A DUNKIRK veteran says the 'memories have come flooding back' upon seeing British tourists stranded overseas.
Bert Smith, 93, saw many comrades in arms blown to pieces and horrifically injured as tens of thousands of soldiers were killed at the French town in 1940. And he admits that comparisons between that dark series of events, and a few holidaymakers having to stay abroad for a bit longer than they planned, are 'entirely justified'.
"It's just as horrible," nodded Smith, his eyes glazing over as he remembered the sound of the guns and the waters foaming with blood. "Sure, we may have suffered more human casualties, limbs ripped apart, skulls bobbing in the waves, that sort of thing - but it's almost exactly the same as some people who've had to have a couple more days in Tenerife due to flights being grounded. Almost exactly the same."
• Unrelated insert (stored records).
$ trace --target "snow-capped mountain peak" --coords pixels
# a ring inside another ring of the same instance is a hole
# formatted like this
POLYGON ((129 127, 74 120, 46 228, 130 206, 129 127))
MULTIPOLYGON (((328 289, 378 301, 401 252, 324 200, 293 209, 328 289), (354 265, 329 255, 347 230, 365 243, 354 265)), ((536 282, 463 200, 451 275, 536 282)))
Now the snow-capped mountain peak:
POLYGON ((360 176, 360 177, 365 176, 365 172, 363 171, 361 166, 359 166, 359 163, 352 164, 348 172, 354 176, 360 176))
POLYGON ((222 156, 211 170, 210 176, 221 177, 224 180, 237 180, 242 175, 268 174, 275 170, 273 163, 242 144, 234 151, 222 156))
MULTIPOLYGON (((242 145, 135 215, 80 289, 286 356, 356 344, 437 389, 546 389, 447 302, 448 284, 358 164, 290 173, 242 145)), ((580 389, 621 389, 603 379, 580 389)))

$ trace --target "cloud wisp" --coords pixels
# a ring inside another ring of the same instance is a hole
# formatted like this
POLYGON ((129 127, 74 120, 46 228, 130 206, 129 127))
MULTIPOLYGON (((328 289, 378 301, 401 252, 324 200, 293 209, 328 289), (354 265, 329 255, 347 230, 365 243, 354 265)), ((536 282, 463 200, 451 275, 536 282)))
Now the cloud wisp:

Meanwhile, pro-immigration campaigners have admitted 'a total rethink on Britain's borders' after learning that Jon Gaunt, Jordan and Chris Moyles have been stranded by the volcanic ash cloud of doom.
"It's made us really question our views," said John Truffle, 35, of Open Our Borders To Everyone. "I mean, would it hurt if we just left them there never to come back? Would our country really be enriched by letting that kind of person in?
"No planes in the sky, lovely sunny days, and Chris Moyles thousands of miles away. Or returning to normal. It's a poser, isn't it?"